Press Release
For Immediate Release
Contacts:
Rev. Patrick Delahanty
502-494-3298 (cell)
Opposition to capital punishment grows in Kentucky
University of Kentucky survey shows nearly 7 out of 10 favor penalties other
than death
LOUISVILLE, Ky., Dec. 20, 2006 - The Kentucky Coalition to Abolish the Death
Penalty today released the results of a recent statewide survey that shows a growing
percentage of Kentuckians clearly favor punishments other than death. The poll,
conducted by the University of Kentucky in August and September 2006 found that 67.6
percent of the state’s adults expressed a preference for life imprisonment and other non-
lethal sentences for crimes otherwise eligible for the death penalty. KCADP is mailing its
most recent newsletter detailing these results to all state legislators. The newsletter is
available online at www.kcadp.org.
The results show a higher level of opposition to the death penalty than in 1999, when the
University of Louisville polled Kentuckians about the death penalty, when 53% percent
favored something other than capital punishment. This continues a trend that began in
1989, the first year that U of L did a survey about the death penalty.
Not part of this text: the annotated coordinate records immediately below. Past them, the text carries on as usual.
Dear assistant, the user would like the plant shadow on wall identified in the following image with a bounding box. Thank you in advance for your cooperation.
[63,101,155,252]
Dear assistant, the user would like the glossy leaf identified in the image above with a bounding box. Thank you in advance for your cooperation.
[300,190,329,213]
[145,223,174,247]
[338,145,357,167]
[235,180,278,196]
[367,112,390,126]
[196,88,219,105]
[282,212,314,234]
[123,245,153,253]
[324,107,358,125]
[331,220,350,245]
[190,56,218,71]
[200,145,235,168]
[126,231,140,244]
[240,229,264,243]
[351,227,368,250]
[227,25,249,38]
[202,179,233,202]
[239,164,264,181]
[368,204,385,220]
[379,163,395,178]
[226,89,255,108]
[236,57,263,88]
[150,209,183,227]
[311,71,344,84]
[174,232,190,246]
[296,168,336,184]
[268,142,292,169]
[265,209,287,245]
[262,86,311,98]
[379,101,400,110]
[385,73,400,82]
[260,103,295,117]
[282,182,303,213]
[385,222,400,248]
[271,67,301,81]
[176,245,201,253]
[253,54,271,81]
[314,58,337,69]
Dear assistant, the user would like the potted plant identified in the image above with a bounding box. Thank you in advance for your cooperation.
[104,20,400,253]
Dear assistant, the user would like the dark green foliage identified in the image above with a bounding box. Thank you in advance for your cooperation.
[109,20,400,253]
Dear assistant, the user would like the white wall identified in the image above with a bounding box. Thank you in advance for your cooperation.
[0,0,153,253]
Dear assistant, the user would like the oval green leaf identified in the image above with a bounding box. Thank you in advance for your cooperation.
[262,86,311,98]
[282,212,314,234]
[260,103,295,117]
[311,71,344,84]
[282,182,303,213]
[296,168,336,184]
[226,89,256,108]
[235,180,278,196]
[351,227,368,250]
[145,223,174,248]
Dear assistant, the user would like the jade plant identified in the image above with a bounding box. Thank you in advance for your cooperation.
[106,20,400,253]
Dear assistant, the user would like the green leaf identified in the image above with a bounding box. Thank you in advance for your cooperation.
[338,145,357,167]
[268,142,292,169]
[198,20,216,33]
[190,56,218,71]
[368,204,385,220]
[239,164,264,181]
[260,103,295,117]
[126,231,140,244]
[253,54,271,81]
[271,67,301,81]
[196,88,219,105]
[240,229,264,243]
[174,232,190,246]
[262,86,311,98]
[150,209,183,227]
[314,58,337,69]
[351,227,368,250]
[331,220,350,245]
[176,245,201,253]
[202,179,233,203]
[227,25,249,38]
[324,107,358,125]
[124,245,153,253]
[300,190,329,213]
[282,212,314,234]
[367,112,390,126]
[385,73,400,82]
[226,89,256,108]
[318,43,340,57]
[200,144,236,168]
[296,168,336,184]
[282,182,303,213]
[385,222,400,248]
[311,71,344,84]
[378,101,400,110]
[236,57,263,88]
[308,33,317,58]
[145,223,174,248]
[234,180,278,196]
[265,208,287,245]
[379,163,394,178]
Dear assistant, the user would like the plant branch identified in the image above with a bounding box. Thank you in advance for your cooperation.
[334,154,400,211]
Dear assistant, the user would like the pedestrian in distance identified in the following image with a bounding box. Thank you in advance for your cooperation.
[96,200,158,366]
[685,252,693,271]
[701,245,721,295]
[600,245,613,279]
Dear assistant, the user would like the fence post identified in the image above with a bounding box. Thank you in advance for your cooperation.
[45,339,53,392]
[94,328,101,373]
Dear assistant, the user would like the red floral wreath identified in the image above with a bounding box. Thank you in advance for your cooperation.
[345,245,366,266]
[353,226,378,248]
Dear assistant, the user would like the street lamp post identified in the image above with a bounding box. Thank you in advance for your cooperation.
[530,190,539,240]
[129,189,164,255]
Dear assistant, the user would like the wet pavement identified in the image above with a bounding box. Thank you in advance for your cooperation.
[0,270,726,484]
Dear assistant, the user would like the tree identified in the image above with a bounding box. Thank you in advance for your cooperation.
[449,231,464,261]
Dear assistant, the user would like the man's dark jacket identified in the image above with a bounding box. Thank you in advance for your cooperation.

“The UK survey confirms what we’ve known for a long time,” said Rev. Patrick
Delahanty, director of KCADP, “that a growing number of Kentuckians oppose the death
penalty.
“Now it’s time that Frankfort lawmakers and the governor hear what most of their
constituents have to say about putting people to death in our name.”
KCADP has been lobbying members of the General Assembly for years. Carl Wedekind,
aretired Louisville attorney and abolition leader, recently published Politics, Religion
and Death: Memoir of a Lobbyist, an account of the group’s efforts to reach legislators.
The book is available at several local bookstores as well as at www.kcadp.org.
The book and the UK survey come at a time when opposition to lethal injection and other
aspects of capital punishment have been growing nationally. In mid-December Florida
Gov. Jeb Bush declared a moratorium on the death penalty after a gruesome, botched
lethal injection. And in California a Federal court sharply criticized this method of
execution and declared its use unconstitutional.
“One of the things I find most interesting about the Kentucky survey is that popular
opposition to the death penalty is running ahead of national trends,” said Gennaro Vito, a
professor of criminal justice at the University of Louisville who analyzed the UK data.
“That comparison runs counter to the impression - the false impression, in fact - that the
people of a state such as Kentucky could overwhelmingly oppose the death penalty,
despite evidence that classifies them as conservative.”